Of another case, Phyllis Schlafly of the Eagle Forum describes what has happened since 1972, when Title IX, an amendment of the Department of Education, was implemented by President Nixon:
Title IX of the Education Amendments of 1972 is a simple, straightforward federal law requiring that schools and colleges receiving federal funds not discriminate "on the basis of sex." The law says nothing about equal numbers of men and women, sex-integration, "proportionality," quotas, affirmative action, remedies for underrepresentation or past discrimination, or even about sports.
Reasonable people would understand this law as requiring institutions to offer equal educational opportunities to women, not as making it the federal government's business if more women than men enroll in women's studies courses, and more men than women play football. But now enter from stage left a feminist named Bernice Sandler who took over the Office of Civil Rights in Jimmy Carter's Department of Education.
She picked the innocuous word "proportionality" out of the dictionary (not out of the law), and turned it into a feminist code word for one of three tests by which college athletic departments would be judged as to their compliance with Title IX. She created a new definition for this word: if 56 percent of a student body is female, then 56 percent of the students playing on athletic teams must be female.
This rule is not only unfair but ridiculous because men like to play sports far more than women do. It's a fact of human nature that female college students do not seek to play on athletic teams in anywhere near the percentage that male students do. . . .
During the Clinton Administration, Title IX was aggressively used to abolish college men's sports as well as to create women's teams. In line with feminist ideological goals, the teams abolished were those where men excel, i.e., men's wrestling, men's gymnastics, men's golf, and football.

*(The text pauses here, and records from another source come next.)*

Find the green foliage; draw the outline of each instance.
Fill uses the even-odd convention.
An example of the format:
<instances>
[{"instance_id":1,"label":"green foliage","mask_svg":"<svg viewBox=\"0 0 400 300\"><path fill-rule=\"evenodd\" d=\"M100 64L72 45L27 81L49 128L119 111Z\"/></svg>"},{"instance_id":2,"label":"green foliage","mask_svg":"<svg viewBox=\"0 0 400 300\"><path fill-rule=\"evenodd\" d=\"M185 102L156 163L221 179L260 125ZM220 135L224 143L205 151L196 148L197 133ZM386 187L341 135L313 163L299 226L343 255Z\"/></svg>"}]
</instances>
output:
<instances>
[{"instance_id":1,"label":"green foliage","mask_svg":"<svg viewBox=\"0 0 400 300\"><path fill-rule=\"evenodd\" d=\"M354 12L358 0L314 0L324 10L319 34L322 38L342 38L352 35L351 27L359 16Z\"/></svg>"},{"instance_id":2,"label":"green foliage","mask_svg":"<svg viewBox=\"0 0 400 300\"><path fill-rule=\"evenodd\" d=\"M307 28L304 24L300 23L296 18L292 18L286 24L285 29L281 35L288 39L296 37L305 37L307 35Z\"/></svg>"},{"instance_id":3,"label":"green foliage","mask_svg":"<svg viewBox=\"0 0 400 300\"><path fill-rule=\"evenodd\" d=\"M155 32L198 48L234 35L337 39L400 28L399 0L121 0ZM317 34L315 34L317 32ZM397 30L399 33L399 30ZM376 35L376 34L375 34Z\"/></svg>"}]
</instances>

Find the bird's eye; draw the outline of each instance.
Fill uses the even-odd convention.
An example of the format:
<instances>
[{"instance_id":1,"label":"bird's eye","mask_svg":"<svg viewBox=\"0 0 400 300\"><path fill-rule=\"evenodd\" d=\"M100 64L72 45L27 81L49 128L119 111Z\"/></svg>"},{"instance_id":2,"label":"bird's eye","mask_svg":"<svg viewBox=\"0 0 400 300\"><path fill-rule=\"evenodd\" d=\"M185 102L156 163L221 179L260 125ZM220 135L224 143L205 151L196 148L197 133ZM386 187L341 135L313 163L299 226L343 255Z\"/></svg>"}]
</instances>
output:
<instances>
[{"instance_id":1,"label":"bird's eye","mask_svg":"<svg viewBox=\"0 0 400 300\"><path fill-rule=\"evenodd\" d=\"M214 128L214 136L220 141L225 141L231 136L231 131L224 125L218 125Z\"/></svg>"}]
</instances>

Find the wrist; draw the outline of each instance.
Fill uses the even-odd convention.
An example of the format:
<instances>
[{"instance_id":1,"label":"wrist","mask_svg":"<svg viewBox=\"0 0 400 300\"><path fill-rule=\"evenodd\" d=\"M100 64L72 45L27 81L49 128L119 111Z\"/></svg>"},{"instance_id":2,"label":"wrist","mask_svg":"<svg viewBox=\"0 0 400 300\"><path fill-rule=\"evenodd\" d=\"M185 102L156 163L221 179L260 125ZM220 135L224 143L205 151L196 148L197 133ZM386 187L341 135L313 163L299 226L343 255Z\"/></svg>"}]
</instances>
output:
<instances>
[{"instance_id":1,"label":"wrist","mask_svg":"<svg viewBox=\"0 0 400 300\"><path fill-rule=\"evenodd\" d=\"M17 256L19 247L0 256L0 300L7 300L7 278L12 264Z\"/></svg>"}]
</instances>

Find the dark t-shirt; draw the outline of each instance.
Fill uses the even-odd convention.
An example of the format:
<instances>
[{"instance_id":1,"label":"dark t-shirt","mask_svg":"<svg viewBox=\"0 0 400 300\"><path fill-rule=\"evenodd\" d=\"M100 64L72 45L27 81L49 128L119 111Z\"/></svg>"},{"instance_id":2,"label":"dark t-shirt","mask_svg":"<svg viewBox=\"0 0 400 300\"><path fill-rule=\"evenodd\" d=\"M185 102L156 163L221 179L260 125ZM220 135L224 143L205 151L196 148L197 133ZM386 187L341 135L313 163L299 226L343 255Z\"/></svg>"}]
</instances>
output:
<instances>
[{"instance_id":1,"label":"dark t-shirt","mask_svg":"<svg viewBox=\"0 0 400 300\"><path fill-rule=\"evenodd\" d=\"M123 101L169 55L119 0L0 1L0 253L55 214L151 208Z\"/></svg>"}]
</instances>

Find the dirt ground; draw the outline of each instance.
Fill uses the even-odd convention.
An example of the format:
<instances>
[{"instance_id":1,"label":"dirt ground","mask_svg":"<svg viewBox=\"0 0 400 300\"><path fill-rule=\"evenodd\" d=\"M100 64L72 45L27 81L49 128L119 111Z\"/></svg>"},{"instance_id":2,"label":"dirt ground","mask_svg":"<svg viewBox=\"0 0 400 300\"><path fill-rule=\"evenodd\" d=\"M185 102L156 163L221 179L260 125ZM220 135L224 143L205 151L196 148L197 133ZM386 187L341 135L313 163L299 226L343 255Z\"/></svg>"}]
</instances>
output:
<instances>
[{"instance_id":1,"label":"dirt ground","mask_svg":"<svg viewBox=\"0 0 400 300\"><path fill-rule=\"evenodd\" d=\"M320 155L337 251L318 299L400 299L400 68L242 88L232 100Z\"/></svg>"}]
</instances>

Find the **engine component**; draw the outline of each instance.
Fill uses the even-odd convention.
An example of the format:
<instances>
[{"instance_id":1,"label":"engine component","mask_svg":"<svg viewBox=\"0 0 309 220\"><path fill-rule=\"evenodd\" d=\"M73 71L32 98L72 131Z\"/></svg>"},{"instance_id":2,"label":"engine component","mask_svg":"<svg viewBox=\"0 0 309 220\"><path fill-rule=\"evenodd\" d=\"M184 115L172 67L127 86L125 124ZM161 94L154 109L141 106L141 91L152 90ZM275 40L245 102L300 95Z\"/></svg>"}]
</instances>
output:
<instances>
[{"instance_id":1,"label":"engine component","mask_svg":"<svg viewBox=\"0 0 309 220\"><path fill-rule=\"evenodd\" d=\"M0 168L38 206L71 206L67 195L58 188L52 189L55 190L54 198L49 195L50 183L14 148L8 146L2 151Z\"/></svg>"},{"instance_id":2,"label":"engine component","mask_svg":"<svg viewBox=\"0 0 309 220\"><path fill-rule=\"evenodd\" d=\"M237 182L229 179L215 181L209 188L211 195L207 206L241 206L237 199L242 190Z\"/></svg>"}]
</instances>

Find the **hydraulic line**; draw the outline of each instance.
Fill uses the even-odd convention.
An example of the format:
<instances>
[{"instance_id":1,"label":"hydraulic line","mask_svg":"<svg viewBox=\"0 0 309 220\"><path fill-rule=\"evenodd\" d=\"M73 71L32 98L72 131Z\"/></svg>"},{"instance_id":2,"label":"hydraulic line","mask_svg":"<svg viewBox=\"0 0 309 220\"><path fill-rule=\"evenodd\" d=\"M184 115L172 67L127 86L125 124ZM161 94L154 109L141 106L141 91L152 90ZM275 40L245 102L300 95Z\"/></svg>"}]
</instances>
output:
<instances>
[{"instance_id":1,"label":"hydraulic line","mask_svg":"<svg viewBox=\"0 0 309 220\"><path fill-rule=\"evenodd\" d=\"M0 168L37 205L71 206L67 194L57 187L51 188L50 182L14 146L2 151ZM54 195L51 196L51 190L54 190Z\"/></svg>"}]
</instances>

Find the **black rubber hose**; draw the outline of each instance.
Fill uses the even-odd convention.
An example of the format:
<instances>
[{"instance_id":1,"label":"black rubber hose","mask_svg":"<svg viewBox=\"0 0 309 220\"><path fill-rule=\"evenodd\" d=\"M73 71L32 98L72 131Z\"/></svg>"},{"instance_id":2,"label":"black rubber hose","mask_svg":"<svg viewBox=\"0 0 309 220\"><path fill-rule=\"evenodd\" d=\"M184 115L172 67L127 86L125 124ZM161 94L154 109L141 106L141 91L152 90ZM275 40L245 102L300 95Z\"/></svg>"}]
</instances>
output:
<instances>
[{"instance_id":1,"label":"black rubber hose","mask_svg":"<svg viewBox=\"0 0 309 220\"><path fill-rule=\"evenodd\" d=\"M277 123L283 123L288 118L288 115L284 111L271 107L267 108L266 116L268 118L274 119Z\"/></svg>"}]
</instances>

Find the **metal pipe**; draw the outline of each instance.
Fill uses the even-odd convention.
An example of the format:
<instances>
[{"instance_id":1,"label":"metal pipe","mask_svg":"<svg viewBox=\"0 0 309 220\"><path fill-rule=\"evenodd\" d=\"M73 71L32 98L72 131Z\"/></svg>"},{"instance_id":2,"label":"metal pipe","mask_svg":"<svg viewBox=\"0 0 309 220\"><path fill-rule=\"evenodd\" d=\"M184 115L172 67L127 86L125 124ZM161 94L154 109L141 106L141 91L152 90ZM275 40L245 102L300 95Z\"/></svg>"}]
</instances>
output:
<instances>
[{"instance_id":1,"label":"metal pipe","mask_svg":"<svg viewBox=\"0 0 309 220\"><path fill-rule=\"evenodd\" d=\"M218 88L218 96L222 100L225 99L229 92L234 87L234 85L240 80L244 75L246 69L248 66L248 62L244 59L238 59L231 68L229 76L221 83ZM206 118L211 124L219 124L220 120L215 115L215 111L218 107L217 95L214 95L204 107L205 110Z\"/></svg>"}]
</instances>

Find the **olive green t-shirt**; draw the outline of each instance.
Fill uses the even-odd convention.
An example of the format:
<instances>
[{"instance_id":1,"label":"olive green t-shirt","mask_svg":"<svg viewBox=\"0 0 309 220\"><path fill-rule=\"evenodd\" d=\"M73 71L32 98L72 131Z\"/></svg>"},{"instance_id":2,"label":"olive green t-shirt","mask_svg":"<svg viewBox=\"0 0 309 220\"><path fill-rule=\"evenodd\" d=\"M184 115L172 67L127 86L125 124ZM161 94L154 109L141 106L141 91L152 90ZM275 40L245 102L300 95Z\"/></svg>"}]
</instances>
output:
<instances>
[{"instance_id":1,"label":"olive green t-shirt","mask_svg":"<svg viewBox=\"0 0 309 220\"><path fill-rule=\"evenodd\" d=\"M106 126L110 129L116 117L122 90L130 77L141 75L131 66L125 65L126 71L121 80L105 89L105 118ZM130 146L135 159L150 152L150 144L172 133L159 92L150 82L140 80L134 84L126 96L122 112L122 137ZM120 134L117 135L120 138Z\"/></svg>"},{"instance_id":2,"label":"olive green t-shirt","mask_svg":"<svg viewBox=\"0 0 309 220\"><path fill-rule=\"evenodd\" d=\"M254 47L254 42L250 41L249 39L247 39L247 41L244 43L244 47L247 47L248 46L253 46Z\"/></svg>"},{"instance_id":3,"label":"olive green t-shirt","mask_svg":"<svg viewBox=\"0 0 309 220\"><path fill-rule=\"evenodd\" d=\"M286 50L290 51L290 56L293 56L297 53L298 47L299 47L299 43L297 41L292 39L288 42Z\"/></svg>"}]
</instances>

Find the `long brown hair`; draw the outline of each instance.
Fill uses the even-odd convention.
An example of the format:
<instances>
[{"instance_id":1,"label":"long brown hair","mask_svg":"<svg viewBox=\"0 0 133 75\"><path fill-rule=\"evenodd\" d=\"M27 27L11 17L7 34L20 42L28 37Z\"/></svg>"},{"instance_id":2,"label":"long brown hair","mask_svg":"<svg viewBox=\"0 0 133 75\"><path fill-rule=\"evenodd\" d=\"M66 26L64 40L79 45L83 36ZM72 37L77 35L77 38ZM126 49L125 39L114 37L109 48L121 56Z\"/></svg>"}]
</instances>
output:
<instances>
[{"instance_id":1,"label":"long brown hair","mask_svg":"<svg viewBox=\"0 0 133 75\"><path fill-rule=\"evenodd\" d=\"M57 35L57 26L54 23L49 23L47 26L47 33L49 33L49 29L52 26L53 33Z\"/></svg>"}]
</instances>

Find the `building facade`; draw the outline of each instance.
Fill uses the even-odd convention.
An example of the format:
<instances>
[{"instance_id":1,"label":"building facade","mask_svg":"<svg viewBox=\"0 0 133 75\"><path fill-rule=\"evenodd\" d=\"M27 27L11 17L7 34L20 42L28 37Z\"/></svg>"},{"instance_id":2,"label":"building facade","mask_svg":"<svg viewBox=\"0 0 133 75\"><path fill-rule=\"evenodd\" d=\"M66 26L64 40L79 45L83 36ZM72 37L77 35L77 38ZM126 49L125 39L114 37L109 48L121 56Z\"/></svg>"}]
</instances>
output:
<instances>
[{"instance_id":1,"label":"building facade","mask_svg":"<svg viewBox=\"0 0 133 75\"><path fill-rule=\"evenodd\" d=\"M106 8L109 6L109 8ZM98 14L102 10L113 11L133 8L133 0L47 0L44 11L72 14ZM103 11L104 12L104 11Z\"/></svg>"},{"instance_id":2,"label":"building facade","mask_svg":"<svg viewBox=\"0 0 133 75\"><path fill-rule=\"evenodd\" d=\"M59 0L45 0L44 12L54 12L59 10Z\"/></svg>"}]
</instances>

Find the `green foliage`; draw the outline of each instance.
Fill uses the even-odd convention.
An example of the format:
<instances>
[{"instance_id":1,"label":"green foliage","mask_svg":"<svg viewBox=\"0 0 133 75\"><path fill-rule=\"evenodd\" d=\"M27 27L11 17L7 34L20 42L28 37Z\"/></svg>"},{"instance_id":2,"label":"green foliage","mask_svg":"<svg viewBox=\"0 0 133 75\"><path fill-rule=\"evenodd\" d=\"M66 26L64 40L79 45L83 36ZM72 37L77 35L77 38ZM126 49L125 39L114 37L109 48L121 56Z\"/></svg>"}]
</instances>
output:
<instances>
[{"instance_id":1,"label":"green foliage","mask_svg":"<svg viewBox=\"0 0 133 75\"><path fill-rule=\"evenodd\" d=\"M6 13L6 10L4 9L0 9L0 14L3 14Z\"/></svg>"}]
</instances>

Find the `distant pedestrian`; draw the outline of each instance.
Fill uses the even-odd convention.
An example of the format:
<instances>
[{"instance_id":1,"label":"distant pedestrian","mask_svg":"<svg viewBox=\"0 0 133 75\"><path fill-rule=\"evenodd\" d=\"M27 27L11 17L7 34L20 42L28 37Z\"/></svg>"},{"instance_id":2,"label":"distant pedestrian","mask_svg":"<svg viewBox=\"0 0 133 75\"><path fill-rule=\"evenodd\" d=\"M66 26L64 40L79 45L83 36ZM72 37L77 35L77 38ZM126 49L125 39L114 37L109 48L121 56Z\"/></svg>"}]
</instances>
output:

Colleges have eliminated 171 wrestling teams (40 percent of the national total) plus hundreds of other sports in which men excel, many of them trophy-winning teams. The evidence is overwhelming that Title IX has been turned into a tool to punish men.
The effect on men's sports, and specifically on wrestling teams, is not an unintended consequence. The feminists' intention is to eliminate everything that is masculine or macho, and to pretend that women are equal to men in physical prowess and desire.